A Polícia Federal começa a investigar quais pessoas ajudaram o empresário português Marcio Mendes Rocha, de 49 anos, a registrar dois bebês em menos de 40 dias com o objetivo

Mulher de Valinhos é suspeita de integrar possível esquema de tráfico de bebês
Foto: Polícia Federal

A Polícia Federal começa a investigar quais pessoas ajudaram o empresário português Marcio Mendes Rocha, de 49 anos, a registrar dois bebês em menos de 40 dias com o objetivo de levá-los ao exterior em um possível esquema de tráfico internacional de bebês.

Uma das pessoas é uma mulher que se diz secretária de Marcio. Márcia Godoy é ativa em grupos nas redes sociais da cidade de Valinhos, costumava denunciar problemas do município e liderava campanhas de arrecadação. Ela teria ajudado o português com documentos falsos e na comunicação com duas mães, que tiveram os bebês na Santa Casa do município.

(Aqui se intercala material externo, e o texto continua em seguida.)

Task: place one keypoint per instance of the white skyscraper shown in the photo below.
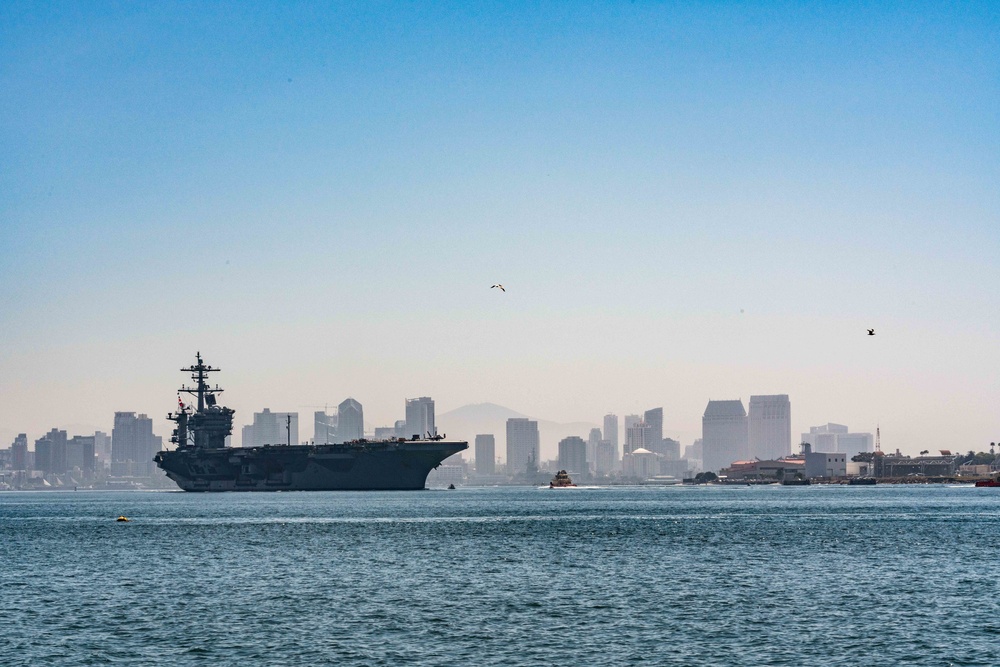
(522, 444)
(611, 429)
(420, 417)
(723, 434)
(770, 422)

O celular dela foi apreendido durante a operação, no dia 4 de dezembro. Coincidentemente, a última publicação nas redes sociais foi no dia anterior. Nós tentamos contato, mas não tivemos retorno.

Márcia apareceu também em uma imagem de câmera de monitoramento registrada no dia 16 de novembro no Aeroporto Internacional de Guarulhos, em São Paulo, ao lado de Marcio, quando ele levou a primeira bebê para Portugal. Marcia empurra um carrinho de bebê e carrega a criança no colo. A bebê foi encontrada pela Polícia Judiciária local na cidade de Valongo, na região do Porto, norte do país, com o parceiro do empresário. A mãe dela é de Marabá, no Pará.

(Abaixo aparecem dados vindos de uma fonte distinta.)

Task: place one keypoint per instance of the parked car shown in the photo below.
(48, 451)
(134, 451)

A Polícia Federal identificou vários comentários de Marcia em grupos de pessoas que ofereciam ser “barriga de aluguel”, demonstrando interesse e fazendo contatos prévios. Foi assim que ela teria chegado às duas mulheres.

Segundo a delegada Estela Beraquet Costa, que comanda a investigação, Marcio disse que não conseguiu adotar legalmente uma criança com o companheiro em Portugal, e que veio ao Brasil com esse objetivo. Só que as atitudes dele chamaram a atenção da equipe de investigação.

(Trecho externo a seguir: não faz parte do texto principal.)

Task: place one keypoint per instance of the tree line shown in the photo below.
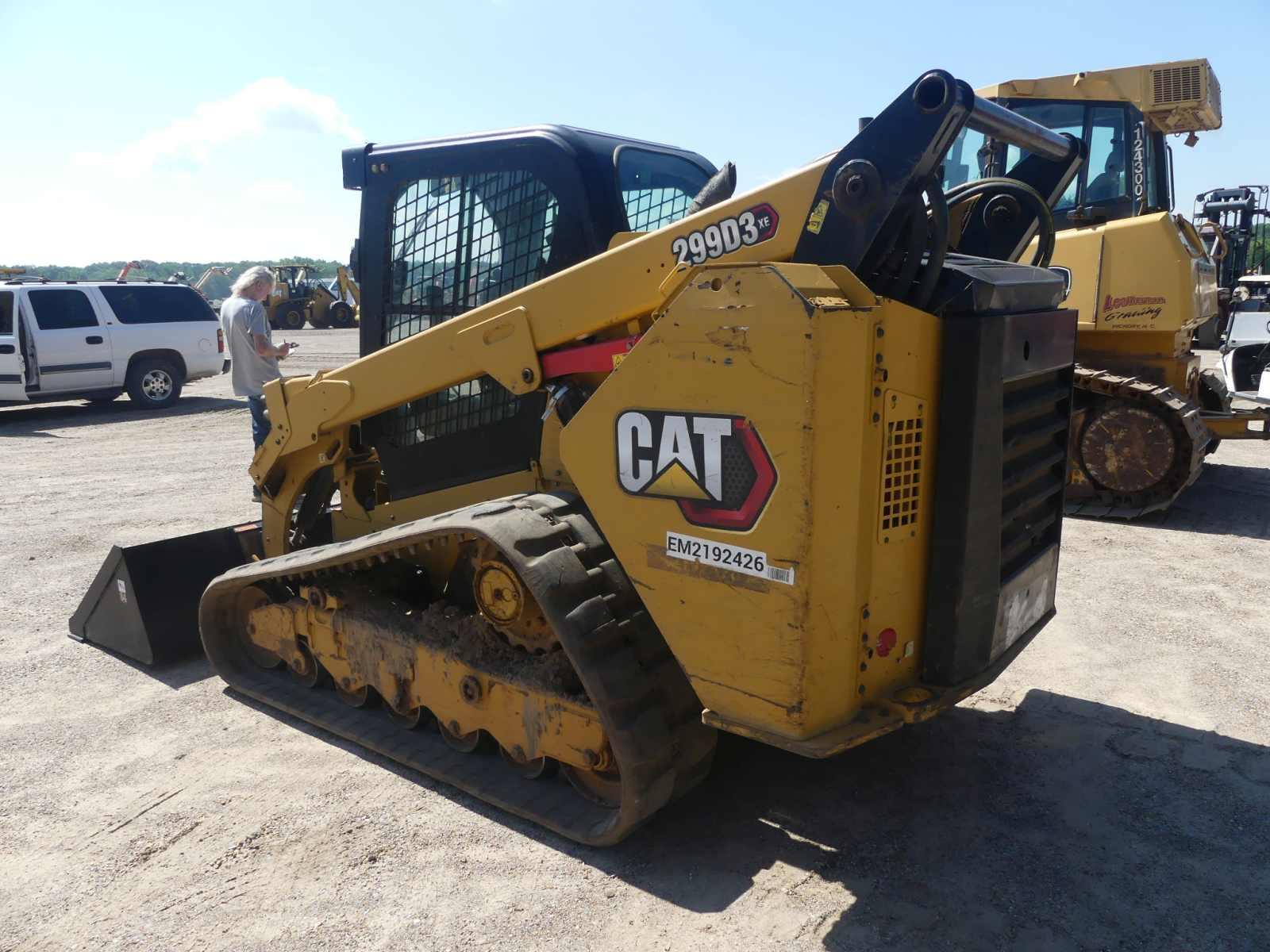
(216, 287)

No caso do segundo bebê, o menino não chegou a ser registrado no nome do português. Ele foi levado para um abrigo, e ainda não se sabe se ele será colocado para adoção.

Ainda nesse escopo da investigação, o objetivo é apurar porque a Santa Casa de Valinhos foi escolhida para o local dos partos, já que as mães não tinham qualquer relação com a região. A ‘força’ de Márcia no município pode ser uma explicação.

Outra ponta do trabalho é apurar a atuação de dois escritórios de advocacia, de Valinhos e Itatiba, que entraram com os pedidos de adoção. O pedido unilateral é um requisito para sair do país sem autorização das mães, como detalhou a delegada Estela Beraquet

As investigações ainda continuam em várias frentes. Em Portugal, em parceria com a Polícia Judiciária de lá, o objetivo é descobrir se a intenção era realmente formar uma família, ou se as crianças eram repassadas para outras pessoas. O companheiro do empresário não é considerado suspeito, mas também investigado, assim como as mães das crianças, especialmente se elas receberam algum dinheiro para ter os bebês e sumir.